Im Schoß der Mitternacht geboren,
   Worin das Kind bewußtlos lag,
   Erwacht, zum Leben jetzt erkohren,
   Das Jahr am ernsten Glockenschlag.
   An seiner Wieg' ein Engel sitzet,
   Dem vom zwiefachen Angesicht
   Zwiefacher Glanz des Lebens blitzet,
   Hier Abendrot, dort Morgenlicht.

Hier mit dem abendrothen Blicke
   Schaut er nach Westen hin, und sinnt
   Zusammenfassend die Geschicke
   Der Jahre, die vorüber sind:
   Dort mit dem Morgenantlitz wendet
   Er sich erwartungsvoll zum Ost,
   Dem, was von dort die Zukunft sendet,
   Entgegenblickend still getrost.

Dann, während in des Engels Mienen
   Das Abendroth stets matter glüht,
   Und immer heller ist erschienen
   Auf ihnen, was wie Morgen sprüht;
   Nimmt er das Kind aus seiner Wiegen,
   Und aus des Engels Auge bricht
   Die Thräne, die darein gestiegen,
   Indes sein Mund zum Kindlein spricht:

O du, der jüngste jetzt der Söhne,
   Die unsre Mutter Zeit gebar,
   Sei mir in deiner Unschuld Schöne,
   Sei mir gegrüßt, du junges Jahr!
   Schon manches hab' ich aus der Wiege
   Genommen und zu Grab gelegt,
   Damit ans Licht ein andres stiege,
   Und süße Hoffnung stets gehegt:

Die Hoffnung aller Welt und meine,
   Die jedem Jahr entgegentönt,
   Ob endlich einmal das erscheine,
   Von welchem sei das Werk gekrönt,
   Ob endlich das sei angebrochen,
   Von welchem uns erfüllet sei,
   Was von den vor'gen ward versprochen?
   Wenn du das bist, so sag' mirs frei.

Ich kann durch meiner Rührung Zähren
   Nicht deine Züge deutlich sehn;
   Ein Lächeln scheint sie zu verklären:
   Sprich, soll durch dich uns Heil geschehn?
   Willst du nicht wieder täuschend schwinden,
   Wie vor dir deiner Brüder gnug,
   Daß wir den Glauben wieder finden,
   Den uns geraubt der Zeiten Lug?

Willst du den bangen Knäul entwirren,
   Der um der Menschheit Brust sich schlang,
   Und lösen ird'scher Zwietracht Klirren
   Auf in harmon'schen Sphärenklang?
   Aufführen aus bewegten Stoffen
   Den Bau, der auf sich selbst kann ruhn?
   Kurz, was wir wünschen, was wir hoffen,
   Ja, was wir fordern, willst du's thun?
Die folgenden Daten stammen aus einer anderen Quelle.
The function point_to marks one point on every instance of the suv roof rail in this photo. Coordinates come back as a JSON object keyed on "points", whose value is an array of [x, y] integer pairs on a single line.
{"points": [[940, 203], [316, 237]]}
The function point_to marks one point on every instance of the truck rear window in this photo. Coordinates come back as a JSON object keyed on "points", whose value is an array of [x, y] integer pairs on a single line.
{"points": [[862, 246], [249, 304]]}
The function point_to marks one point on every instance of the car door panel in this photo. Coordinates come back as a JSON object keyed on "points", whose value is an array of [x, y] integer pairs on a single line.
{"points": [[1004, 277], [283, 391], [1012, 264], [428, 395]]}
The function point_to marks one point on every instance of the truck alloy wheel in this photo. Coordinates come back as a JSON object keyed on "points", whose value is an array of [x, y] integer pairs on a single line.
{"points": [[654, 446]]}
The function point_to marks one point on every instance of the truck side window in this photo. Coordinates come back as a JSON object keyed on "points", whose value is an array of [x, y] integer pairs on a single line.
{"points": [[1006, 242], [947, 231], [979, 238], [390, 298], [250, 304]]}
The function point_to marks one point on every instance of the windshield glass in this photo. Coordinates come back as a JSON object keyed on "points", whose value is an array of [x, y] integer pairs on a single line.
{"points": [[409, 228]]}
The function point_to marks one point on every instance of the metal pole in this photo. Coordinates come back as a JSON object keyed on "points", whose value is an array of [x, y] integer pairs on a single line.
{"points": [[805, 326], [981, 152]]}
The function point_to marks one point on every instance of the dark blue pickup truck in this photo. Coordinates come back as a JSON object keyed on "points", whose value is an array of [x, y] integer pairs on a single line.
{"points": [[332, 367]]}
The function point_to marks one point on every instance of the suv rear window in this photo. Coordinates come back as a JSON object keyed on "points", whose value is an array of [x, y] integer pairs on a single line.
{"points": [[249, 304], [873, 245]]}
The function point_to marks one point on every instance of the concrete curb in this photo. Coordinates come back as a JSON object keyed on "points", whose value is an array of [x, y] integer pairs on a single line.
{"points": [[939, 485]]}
O seligstes der Zeitenkinder,
   Wenn das Geschick das Amt dir beut,
   Zu sein der Ernte Garbenbinder,
   Die jene vor dir ausgestreut!
   So wünsch' ich dir vom Himmel heuer
   Den besten Sonnenschein, der frommt,
   Daß in die große Völkerscheuer
   Der Weizen unberegnet kommt.

So wünsch' ich, daß ein neues Leben
   Der alten Erde Mark durchdringt,
   Daß aus des nächsten Herbstes Reben
   Uns goldnes Heil entgegen springt;
   Daß bei des Jahres Brot und Weine
   Frei unter offnem Himmelssaal
   Die Völker feiern im Vereine
   Das große Bundesabendmal.

Friedrich Rückert: Gesammelte Gedichte. Bd. 3.
2. Aufl. Erlangen, Verlag von Carl Heyder 1839,
S. 381-383. Zeitgedichte, zweites Buch.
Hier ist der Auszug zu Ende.